Em um gesto incomum, Pezeshkian também pediu desculpas pelos recentes ataques do Irã a países da região do Golfo. O presidente insistiu que Teerã interromperia essas ações, sugerindo que foram causadas por falhas de comunicação dentro das fileiras militares. Este pedido ocorre em um momento de intensos combates, com ataques iranianos atingindo o Bahrein, a Arábia Saudita e os Emirados Árabes Unidos na madrugada de sábado.

Expansão do conflito e respostas internacionais

Os combates se espalharam rapidamente, com Israel e os Estados Unidos mantendo bombardeios aéreos contra a República Islâmica. O governo do presidente americano Donald Trump aprovou uma nova venda de armas para Israel no valor de US$ 151 milhões, após Trump afirmar que não negociaria com o Irã sem sua "rendição incondicional". Autoridades americanas alertaram para uma iminente campanha de bombardeios, descrita como a mais intensa até então no conflito que já dura uma semana.

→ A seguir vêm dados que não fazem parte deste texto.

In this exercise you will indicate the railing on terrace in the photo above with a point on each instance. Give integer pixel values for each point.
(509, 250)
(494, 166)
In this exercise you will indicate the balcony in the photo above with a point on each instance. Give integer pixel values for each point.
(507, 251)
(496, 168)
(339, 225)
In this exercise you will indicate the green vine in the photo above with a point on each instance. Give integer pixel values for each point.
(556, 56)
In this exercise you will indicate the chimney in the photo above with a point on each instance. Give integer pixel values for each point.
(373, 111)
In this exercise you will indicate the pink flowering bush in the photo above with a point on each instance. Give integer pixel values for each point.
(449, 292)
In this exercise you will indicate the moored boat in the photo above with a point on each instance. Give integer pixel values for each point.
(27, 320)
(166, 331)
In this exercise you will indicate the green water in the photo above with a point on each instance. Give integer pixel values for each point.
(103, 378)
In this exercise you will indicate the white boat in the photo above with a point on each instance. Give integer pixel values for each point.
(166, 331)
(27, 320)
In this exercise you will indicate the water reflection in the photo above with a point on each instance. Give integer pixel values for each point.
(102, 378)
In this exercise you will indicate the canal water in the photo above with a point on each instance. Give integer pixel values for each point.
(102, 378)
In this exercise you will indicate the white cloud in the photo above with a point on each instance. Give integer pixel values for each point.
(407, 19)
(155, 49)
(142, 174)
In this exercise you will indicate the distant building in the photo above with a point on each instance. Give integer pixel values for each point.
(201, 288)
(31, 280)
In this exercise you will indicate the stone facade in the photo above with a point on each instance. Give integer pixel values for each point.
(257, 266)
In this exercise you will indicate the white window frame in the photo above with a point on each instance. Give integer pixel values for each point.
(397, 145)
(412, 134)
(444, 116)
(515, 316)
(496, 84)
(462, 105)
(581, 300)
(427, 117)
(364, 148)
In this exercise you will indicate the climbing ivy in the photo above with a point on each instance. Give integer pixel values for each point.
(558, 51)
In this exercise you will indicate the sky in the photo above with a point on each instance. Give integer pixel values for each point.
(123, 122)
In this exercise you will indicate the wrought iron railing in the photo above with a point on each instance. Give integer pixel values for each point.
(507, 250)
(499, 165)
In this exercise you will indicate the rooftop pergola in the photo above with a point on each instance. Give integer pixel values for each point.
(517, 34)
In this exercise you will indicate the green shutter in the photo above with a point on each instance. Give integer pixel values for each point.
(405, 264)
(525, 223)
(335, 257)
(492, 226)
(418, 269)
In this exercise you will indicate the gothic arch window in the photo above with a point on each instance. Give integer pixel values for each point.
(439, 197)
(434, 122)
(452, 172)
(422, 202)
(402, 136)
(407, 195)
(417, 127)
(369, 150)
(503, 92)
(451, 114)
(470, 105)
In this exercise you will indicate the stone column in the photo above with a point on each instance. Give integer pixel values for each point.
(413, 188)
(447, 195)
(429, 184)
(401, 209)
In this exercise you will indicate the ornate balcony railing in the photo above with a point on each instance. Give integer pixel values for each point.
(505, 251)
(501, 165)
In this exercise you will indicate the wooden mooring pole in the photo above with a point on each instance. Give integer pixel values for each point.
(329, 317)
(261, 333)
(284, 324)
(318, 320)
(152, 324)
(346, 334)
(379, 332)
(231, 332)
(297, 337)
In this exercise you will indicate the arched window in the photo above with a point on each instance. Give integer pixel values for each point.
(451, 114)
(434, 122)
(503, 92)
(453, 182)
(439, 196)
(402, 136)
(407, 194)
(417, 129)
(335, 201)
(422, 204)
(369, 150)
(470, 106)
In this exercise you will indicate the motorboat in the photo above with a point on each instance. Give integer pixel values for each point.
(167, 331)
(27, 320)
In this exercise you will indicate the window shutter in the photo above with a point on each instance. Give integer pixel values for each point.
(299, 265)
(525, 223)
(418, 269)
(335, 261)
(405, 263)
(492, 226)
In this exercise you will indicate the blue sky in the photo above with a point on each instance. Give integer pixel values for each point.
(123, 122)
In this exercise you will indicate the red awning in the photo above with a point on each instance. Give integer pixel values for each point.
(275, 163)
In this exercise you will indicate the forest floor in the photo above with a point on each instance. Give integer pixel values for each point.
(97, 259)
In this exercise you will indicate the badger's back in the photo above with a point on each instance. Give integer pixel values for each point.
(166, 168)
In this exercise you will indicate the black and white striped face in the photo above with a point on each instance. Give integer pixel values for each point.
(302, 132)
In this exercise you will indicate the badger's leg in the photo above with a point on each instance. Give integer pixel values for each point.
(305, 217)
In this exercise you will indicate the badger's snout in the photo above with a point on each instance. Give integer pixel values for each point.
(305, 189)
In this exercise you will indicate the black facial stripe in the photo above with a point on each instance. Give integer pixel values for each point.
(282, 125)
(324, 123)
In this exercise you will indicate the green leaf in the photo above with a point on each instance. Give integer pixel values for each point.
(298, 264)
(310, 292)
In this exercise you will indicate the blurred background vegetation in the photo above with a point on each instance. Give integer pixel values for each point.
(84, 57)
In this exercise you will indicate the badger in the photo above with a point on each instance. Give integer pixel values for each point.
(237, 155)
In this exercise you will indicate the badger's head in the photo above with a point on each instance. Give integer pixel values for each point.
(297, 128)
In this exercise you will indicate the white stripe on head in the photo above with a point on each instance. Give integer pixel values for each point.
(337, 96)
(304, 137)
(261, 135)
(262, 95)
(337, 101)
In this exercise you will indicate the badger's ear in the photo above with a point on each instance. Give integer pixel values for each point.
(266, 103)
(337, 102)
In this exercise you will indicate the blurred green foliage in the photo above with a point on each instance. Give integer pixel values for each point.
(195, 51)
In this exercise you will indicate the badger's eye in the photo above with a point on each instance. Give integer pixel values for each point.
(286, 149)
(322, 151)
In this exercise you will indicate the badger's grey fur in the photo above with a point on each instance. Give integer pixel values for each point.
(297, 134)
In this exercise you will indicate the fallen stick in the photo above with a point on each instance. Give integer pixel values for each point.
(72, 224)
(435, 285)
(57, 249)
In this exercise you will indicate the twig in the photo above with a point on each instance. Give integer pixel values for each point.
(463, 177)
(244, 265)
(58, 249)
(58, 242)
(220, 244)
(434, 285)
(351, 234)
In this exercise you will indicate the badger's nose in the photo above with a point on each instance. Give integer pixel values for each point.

O embaixador do Irã na ONU declarou que o país "tomará todas as medidas necessárias" para se defender. Imagens da Associated Press mostraram explosões e fumaça sobre a região oeste de Teerã, enquanto Israel anunciava o início de uma ampla onda de ataques. Em Jerusalém, fortes estrondos foram ouvidos e mísseis vindos do Irã levaram pessoas a abrigos antiaéreos, embora não houvesse relatos imediatos de vítimas.

Impacto regional e econômico

O conflito começou a afetar significativamente a região do Golfo. No Bahrein, sirenes soaram durante ataques iranianos, enquanto a Arábia Saudita afirmou ter destruído drones e abatido um míssil balístico. Em Dubai, explosões foram ouvidas e o governo ativou defesas aéreas, suspendendo todos os voos no Aeroporto Internacional de Dubai, o mais movimentado do mundo em viagens internacionais.

O ministro da Energia do Catar, Saad al-Kaabi, alertou em entrevista ao Financial Times que a guerra poderia "derrubar as economias do mundo", prevendo uma paralisação das exportações de energia que poderia elevar o preço do petróleo a US$ 150 o barril. O preço do barril de petróleo bruto dos EUA já subiu acima de US$ 90, pela primeira vez em mais de dois anos.

Análises e reações diplomáticas

Analistas regionais, como Sultan al-Khulaifi do Centro de Estudos de Conflitos e Humanitários, alertaram que o Irã está cometendo "um erro de cálculo estratégico de proporções históricas" ao espalhar o conflito para o Golfo, transformando-o em um confronto com seus vizinhos árabes. Em resposta, a Arábia Saudita e o Paquistão, que possuem um pacto de defesa mútua, discutiram maneiras de deter os ataques iranianos.

Além disso, surgiram informações de que a Rússia está fornecendo dados ao Irã que poderiam ajudar em ataques a ativos americanos na região, marcando o primeiro indício de envolvimento de Moscou no conflito.

Desdobramentos políticos e humanitários

Em uma publicação nas redes sociais, Donald Trump reiterou que não haverá acordo com o Irã sem rendição incondicional, prometendo ajuda americana para reconstruir o país após a escolha de líderes "aceitáveis". Enquanto isso, o presidente iraniano mencionou que "alguns países" iniciaram esforços de mediação, sem dar detalhes.

Os combates já resultaram em pelo menos 1.230 mortes no Irã, mais de 200 no Líbano e cerca de uma dúzia em Israel, com seis soldados americanos mortos. No Líbano, confrontos com o grupo Hezbollah, apoiado pelo Irã, levaram a evacuações em massa e ataques aéreos israelenses que causaram centenas de vítimas.

Autoridades americanas alertam que a "maior campanha de bombardeio" da guerra ainda está por vir, com Israel tendo bombardeado um bunker subterrâneo iraniano. Incidentes como a explosão em uma escola em Minab, que matou mais de 165 pessoas, principalmente crianças, continuam sob investigação, com o Irã culpando Israel e os EUA.